Does Lankford’s paper also have that problem?

A new report from the Crime Prevention Research Center, which one of us heads, has just finished collecting cases using the same definition of mass public shootings used by Lankford.

We know of no way to discover most of the cases where four people have been shot to death in an incident in Africa or many other parts of the world during the 1960s, 1970s, 1980s or even 1990s, and that is the reason the new study just looked at the last 15 years from 1998 to 2012 of the 47 years he examined.

Lankford’s data grossly undercount foreign attacks. We found 1,423 attacks outside the United States. Looking at just a third of the time Lankford studied, we still found 15 times as many shooters.

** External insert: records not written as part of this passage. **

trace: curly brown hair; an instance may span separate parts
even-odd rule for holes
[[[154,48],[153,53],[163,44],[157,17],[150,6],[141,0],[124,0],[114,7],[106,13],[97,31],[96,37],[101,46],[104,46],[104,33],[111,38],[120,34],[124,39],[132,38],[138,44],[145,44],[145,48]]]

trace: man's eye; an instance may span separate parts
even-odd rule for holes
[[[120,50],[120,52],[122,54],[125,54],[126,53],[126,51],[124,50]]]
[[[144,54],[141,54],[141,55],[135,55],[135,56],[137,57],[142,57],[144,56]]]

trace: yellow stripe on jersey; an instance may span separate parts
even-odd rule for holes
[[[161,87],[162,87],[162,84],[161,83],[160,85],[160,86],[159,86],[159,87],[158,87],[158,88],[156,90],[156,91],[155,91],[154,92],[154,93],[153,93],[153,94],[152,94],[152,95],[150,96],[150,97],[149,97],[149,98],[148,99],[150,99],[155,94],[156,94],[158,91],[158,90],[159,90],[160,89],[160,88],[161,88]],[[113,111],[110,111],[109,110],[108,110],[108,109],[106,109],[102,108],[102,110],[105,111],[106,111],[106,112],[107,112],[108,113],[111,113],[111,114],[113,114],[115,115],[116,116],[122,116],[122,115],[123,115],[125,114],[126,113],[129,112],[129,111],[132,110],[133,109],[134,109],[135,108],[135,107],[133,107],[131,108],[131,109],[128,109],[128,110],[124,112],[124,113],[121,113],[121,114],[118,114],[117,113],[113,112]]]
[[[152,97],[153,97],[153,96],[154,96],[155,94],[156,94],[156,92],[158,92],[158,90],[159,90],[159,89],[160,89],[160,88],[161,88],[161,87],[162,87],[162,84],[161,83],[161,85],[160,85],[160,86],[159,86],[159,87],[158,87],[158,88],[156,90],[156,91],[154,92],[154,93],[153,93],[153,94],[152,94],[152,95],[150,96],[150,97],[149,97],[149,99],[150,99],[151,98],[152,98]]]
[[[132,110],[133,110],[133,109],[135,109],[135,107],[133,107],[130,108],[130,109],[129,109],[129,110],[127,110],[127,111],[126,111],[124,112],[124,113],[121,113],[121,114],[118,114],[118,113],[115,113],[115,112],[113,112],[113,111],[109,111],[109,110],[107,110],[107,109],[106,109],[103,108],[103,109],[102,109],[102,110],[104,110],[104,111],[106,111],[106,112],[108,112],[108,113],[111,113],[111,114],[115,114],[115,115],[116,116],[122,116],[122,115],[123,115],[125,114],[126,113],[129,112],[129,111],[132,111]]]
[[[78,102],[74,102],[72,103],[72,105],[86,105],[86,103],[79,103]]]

Even when we use coding choices that are most charitable to Lankford, such as excluding any cases of insurgencies or battles over territory, his estimate of the US share of shooters falls from 31 percent to 1.43 percent. It also accounts for 2.1 percent of murders, and 2.88 percent of their attacks. All these are much less than the United States’ 4.6 percent share of the population.


Of the 86 countries where we have identified mass public shootings, the US ranks 56th per capita in its rate of attacks and 61st in mass public shooting murder rate. Norway, Finland, Switzerland and Russia all have at least 45 percent higher rates of murder from mass public shootings than the United States.

When Lankford’s data is revised, the relationship between gun ownership rates and mass public shooters disappears.

How could that be? One possibility is that guns don’t just enable mass shooters; gun owners can also deter and prevent such shootings. Another is that culture — not gun ownership — is a bigger factor in shootings.

The media should be wary of any researchers who fail to let others look at their data. At least on this point, the intellectual base for liberal thunder about mass public shootings is wrong.

John Lott is president of the Crime Prevention Research Center. Michael Weisser was a professor of history at Columbia University.